Troubleshooting
Web Interface Errors and Probable Issues
1. The error occurs in the web interface/Case 1
Error: An Internal Error Has Occurred. Please check that the required services are running.
Probably the mysql server is off/crash. Check mysql server using ssh with the following command:
systemctl status mysql.service
If the service does not look like it's running:
mysql.service - LSB: Start and stop the mysql database server daemon
Loaded: loaded (/etc/init.d/mysql)
Active: inactive (dead) since Mon 2016-09-12 09:37:28 EEST; 1min 43s ago
Process: 15510 ExecStop=/etc/init.d/mysql stop (code=exited, status=0/SUCCESS)
Process: 548 ExecStart=/etc/init.d/mysql start (code=exited, status=0/SUCCESS)
The problem is resolved with the mysql.service restart system, using the following command:
systemctl restart mysql.service
Check using the following command:
systemctl status mysql.service
The result should look like this:
mysql.service - LSB: Start and stop the mysql database server daemon
Loaded: loaded (/etc/init.d/mysql)
Active: active (running) since Mon 2016-09-12 09:40:48 EEST; 2s ago
Process: 15510 ExecStop=/etc/init.d/mysql stop (code=exited, status=0/SUCCESS)
Process: 15959 ExecStart=/etc/init.d/mysql start (code=exited, status=0/SUCCESS)
2. The error occurs in the web interface/Case 2
Error: Connecting to the main datastore.
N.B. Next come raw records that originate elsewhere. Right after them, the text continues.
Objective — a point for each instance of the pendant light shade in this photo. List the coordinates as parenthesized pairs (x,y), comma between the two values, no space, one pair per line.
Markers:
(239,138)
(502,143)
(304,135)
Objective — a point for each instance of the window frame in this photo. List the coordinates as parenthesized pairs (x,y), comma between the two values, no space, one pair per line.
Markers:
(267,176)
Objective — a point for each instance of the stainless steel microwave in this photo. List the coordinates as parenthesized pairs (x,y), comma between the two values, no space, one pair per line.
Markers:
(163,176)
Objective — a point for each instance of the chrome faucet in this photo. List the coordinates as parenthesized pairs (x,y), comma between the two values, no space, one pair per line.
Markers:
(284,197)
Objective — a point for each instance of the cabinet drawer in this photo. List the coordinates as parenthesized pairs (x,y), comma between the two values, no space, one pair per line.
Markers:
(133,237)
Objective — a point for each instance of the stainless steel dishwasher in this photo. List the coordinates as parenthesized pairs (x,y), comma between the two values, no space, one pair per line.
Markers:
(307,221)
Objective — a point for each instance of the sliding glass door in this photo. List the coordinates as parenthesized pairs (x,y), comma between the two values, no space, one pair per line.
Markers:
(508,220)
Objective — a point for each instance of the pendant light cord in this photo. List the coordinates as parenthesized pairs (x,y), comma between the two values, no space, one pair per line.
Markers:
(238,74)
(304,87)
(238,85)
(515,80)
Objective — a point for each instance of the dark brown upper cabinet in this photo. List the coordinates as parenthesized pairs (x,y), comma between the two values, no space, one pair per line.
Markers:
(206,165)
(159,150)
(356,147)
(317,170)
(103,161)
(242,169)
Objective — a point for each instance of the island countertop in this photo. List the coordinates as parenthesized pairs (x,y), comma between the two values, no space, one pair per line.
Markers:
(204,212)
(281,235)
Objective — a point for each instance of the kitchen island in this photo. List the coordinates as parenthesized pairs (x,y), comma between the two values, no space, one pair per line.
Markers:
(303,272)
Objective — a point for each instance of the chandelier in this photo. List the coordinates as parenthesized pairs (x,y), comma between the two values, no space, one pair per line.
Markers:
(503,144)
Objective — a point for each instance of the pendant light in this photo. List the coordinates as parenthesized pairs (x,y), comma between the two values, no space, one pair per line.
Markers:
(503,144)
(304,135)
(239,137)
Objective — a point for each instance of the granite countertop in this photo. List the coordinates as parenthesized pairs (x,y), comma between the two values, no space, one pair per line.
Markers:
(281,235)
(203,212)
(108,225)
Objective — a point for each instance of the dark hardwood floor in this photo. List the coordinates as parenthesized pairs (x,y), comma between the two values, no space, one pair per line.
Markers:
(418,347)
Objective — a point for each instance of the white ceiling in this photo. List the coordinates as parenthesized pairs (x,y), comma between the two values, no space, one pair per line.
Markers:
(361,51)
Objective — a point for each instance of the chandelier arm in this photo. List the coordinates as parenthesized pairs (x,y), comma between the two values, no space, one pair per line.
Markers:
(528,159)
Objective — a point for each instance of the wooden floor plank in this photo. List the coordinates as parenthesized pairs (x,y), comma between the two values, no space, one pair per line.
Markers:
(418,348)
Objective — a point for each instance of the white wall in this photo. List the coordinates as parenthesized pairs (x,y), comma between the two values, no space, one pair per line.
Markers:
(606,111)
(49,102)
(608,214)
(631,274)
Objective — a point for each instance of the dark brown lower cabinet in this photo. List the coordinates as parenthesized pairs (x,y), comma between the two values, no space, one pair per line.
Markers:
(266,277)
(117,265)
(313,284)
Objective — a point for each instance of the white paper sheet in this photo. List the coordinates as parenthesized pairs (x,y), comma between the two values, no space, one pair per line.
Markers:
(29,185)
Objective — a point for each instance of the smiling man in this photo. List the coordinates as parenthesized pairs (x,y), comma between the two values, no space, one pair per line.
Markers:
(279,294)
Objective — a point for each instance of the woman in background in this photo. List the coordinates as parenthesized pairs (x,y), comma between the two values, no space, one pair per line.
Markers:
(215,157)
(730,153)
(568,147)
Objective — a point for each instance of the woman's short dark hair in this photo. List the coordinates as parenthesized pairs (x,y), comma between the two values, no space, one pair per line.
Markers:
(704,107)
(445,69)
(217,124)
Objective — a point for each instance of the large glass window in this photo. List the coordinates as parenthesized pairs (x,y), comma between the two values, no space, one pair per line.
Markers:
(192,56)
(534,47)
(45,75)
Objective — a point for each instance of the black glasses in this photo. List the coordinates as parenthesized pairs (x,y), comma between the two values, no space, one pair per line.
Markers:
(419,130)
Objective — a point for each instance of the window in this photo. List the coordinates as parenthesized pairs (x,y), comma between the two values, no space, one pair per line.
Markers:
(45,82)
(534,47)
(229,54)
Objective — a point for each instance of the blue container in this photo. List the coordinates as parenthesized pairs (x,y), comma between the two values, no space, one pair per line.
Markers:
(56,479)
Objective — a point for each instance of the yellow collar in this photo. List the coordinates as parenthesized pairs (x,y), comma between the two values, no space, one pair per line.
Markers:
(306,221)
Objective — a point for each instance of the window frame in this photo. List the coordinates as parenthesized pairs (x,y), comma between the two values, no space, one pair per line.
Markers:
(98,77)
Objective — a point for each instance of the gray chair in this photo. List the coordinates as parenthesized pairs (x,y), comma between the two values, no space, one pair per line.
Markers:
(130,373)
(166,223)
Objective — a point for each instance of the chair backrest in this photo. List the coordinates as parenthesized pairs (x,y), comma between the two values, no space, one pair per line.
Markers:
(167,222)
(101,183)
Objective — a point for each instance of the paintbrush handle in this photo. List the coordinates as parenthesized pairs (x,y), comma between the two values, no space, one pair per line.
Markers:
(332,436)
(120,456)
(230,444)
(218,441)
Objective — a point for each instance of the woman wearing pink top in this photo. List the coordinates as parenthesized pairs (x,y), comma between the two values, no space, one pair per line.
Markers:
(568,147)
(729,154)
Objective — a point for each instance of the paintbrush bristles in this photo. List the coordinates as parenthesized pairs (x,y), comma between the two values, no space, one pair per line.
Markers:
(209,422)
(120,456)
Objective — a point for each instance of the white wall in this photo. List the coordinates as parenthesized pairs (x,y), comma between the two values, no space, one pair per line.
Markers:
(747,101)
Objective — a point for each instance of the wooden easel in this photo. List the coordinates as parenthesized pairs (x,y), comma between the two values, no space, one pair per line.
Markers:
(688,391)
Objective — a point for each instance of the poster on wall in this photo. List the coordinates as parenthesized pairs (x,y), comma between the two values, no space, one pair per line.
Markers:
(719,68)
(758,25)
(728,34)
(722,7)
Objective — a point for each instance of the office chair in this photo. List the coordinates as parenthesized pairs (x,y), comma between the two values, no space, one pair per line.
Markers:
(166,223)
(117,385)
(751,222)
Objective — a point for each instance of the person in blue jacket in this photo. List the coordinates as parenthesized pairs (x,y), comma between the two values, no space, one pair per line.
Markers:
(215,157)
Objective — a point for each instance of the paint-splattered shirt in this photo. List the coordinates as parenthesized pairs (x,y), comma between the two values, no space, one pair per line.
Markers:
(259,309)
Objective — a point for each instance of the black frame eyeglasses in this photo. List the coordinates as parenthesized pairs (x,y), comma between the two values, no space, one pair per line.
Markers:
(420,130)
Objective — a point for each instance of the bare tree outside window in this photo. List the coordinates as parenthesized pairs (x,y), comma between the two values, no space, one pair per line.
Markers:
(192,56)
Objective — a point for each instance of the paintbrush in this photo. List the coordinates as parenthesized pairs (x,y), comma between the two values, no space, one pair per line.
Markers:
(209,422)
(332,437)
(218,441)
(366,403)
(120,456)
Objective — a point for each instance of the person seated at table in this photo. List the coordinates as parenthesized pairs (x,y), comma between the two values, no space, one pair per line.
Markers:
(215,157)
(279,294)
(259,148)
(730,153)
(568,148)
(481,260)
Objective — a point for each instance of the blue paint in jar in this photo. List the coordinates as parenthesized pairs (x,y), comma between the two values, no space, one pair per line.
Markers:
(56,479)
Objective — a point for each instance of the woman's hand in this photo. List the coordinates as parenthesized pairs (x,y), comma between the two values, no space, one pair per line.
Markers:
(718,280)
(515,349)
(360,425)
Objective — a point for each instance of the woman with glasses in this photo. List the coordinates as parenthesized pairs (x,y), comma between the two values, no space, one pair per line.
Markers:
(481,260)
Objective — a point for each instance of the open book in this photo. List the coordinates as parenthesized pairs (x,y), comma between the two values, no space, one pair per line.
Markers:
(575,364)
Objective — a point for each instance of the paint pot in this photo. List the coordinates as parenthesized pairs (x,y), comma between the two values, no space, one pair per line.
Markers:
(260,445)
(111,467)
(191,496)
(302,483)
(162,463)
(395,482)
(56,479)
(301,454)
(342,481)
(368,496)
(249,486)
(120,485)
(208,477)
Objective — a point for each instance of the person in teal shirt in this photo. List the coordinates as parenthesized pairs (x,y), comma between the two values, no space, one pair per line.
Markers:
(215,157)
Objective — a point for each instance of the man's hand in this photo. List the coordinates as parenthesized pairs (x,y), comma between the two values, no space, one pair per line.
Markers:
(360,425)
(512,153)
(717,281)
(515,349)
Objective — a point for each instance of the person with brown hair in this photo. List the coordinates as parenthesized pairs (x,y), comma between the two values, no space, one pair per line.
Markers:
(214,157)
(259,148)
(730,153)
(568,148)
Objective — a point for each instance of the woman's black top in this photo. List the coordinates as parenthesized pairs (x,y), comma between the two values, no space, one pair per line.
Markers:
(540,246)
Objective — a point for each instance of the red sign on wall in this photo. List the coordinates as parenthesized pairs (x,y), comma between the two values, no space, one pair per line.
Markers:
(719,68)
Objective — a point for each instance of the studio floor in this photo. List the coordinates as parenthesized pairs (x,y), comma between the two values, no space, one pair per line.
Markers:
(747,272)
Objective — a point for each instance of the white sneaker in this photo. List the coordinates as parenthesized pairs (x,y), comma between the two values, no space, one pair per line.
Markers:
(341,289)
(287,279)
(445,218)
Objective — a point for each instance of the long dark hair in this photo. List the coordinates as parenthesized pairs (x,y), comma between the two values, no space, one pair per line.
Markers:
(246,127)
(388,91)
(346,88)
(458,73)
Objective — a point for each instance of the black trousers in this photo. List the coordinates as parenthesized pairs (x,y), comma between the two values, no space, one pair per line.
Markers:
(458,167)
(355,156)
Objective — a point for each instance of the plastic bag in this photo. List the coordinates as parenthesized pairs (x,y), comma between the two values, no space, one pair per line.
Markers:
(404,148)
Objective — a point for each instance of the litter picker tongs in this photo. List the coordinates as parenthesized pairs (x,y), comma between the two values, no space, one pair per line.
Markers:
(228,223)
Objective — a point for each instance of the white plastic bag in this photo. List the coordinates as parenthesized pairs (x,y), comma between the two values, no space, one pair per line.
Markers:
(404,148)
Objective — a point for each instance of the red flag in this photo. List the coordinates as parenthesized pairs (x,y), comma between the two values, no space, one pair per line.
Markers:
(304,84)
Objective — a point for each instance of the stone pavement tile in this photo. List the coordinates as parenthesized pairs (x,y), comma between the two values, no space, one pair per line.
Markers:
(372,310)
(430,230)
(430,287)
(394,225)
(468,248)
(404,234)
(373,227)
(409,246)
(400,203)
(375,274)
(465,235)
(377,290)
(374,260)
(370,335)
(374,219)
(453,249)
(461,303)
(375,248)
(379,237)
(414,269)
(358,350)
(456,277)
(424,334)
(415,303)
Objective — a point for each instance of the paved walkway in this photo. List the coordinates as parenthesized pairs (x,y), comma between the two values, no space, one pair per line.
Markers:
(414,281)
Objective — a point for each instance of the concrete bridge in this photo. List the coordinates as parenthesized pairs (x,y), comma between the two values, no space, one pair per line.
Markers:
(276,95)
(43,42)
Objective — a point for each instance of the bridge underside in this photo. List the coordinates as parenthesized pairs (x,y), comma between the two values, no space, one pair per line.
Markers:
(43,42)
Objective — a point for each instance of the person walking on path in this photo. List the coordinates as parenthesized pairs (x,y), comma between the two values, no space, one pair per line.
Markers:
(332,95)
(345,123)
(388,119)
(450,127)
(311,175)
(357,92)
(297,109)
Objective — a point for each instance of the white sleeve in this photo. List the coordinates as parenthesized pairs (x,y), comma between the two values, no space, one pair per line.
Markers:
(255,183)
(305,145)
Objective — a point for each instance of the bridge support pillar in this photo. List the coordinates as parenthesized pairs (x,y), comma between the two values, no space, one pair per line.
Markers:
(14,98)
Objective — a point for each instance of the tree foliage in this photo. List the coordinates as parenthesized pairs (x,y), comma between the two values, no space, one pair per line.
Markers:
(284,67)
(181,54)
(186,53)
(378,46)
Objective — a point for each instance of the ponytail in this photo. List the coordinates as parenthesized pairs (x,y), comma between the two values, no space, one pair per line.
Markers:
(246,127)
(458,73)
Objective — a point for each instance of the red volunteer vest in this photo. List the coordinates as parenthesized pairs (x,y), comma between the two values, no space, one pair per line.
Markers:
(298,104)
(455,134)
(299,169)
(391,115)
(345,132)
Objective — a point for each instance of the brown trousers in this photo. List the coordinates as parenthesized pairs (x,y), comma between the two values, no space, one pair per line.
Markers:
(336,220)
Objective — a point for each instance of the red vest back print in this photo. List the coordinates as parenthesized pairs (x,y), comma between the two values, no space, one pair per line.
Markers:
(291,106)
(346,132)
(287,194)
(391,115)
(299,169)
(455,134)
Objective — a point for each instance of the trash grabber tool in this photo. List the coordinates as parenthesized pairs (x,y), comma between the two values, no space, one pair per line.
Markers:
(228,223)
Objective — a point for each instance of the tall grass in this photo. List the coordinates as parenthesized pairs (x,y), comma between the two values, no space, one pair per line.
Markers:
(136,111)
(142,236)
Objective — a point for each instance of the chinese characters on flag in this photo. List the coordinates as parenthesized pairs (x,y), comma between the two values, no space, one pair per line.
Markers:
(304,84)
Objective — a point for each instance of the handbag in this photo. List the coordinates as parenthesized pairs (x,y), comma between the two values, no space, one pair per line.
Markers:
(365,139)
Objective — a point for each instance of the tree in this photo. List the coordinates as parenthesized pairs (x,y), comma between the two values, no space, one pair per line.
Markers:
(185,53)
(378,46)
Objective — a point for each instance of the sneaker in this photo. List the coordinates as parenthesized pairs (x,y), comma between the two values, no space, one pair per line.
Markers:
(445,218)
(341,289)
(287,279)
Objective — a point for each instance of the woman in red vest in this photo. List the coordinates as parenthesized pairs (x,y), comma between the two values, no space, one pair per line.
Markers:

Are all the services running? Connection refused
Probably the mysql server is off/crash. Check mysql server using ssh with the following command:
systemctl status mysql.service
If the service does not look like it's running :
mysql.service - LSB: Start and stop the mysql database server daemon
Loaded: loaded (/etc/init.d/mysql)
Active: inactive (dead) since Mon 2016-09-12 09:37:28 EEST; 1min 43s ago
Process: 15510 ExecStop=/etc/init.d/mysql stop (code=exited, status=0/SUCCESS)
Process: 548 ExecStart=/etc/init.d/mysql start (code=exited, status=0/SUCCESS)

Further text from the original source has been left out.